Ou seja, 10 motivos completamente sem sentido e inúteis. Isso ocorre porque não se quer pensar na solução dos nossos problemas internos, em melhorar a qualidade das gestões dos clubes brasileiros, ajustar os calendários e competições, reduzir custos, reduzir a quantidade de clubes profissionais, trabalhar para mais receitas, enfim, transformar o que temos hoje numa indústria de verdade.
É claro que no longo prazo uma competição pan-americana poderia ser interessante, mas desde que o próprio futebol nos EUA e no México pudesse ser tão ou mais desenvolvido que o nosso.
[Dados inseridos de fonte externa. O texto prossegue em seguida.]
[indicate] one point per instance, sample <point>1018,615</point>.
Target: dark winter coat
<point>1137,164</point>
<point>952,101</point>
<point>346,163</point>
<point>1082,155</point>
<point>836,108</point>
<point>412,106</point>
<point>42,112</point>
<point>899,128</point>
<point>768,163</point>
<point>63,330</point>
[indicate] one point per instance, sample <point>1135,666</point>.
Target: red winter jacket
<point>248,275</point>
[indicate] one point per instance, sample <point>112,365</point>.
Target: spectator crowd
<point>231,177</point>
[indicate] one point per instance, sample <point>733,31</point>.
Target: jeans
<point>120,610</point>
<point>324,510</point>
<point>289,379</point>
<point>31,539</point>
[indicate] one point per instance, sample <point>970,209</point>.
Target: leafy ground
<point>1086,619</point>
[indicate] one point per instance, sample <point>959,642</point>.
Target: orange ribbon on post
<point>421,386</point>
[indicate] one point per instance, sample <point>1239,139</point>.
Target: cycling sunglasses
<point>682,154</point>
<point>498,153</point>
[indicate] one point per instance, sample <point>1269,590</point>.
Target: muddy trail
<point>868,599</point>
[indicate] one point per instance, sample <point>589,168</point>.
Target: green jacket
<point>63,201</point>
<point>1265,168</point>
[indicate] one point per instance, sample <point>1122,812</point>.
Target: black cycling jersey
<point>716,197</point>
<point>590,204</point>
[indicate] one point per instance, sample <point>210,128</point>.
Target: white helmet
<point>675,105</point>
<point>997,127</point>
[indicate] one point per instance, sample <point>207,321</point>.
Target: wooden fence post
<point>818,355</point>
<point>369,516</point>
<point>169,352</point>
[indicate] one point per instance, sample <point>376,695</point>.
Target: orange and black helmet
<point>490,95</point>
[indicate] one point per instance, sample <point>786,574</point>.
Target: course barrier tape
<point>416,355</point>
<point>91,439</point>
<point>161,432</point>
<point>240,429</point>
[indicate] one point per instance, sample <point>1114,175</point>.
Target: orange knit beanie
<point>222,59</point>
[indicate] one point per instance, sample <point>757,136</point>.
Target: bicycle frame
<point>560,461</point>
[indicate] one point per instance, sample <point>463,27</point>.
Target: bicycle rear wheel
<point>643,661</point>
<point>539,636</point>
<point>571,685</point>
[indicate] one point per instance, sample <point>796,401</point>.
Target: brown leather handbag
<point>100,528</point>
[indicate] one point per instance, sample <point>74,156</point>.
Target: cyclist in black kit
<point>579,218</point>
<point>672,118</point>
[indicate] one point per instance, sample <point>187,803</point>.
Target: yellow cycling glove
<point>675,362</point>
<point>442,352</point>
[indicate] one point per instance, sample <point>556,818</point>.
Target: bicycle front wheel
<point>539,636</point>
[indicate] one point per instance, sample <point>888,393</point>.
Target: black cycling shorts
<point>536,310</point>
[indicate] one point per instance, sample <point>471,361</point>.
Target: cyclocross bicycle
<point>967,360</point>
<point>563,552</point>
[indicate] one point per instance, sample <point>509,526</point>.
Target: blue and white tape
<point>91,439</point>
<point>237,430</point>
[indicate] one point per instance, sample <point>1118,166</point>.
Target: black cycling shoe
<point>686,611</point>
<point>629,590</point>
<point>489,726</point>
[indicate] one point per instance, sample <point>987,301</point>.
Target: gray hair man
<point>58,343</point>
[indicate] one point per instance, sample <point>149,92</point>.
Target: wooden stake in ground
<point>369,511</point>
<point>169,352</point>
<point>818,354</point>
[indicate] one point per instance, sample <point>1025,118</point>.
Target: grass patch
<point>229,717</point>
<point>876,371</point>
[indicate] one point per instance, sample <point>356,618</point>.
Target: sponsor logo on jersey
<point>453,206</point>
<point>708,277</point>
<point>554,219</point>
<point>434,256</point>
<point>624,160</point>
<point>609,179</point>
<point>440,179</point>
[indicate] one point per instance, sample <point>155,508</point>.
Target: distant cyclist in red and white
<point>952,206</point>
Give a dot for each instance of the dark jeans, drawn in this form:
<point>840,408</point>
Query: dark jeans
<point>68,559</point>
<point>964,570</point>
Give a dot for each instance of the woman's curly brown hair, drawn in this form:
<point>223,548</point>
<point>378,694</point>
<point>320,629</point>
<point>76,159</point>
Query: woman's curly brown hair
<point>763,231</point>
Os Mexicanos disputaram Libertadores até pouco tempo atrás, em muitos casos foram bem, mas em outros fizeram papelão. Claro que numa competição onde podem realmente serem campeões, e levem seus melhores clubes, haveria espaço para melhorias.
Para os clubes brasileiros ainda é tempo de trabalhar para resolver os problemas internos, fortalecer sua saúde financeira, fortalecer a marca do Campeonato Brasileiro no exterior, criar um produto efetivamente. E por fim, transformar o futebol numa indústria.
Precisamos de menos ilusões e mais planejamento. Ou continuaremos a ver boas ideias frustradas pelo amadorismo.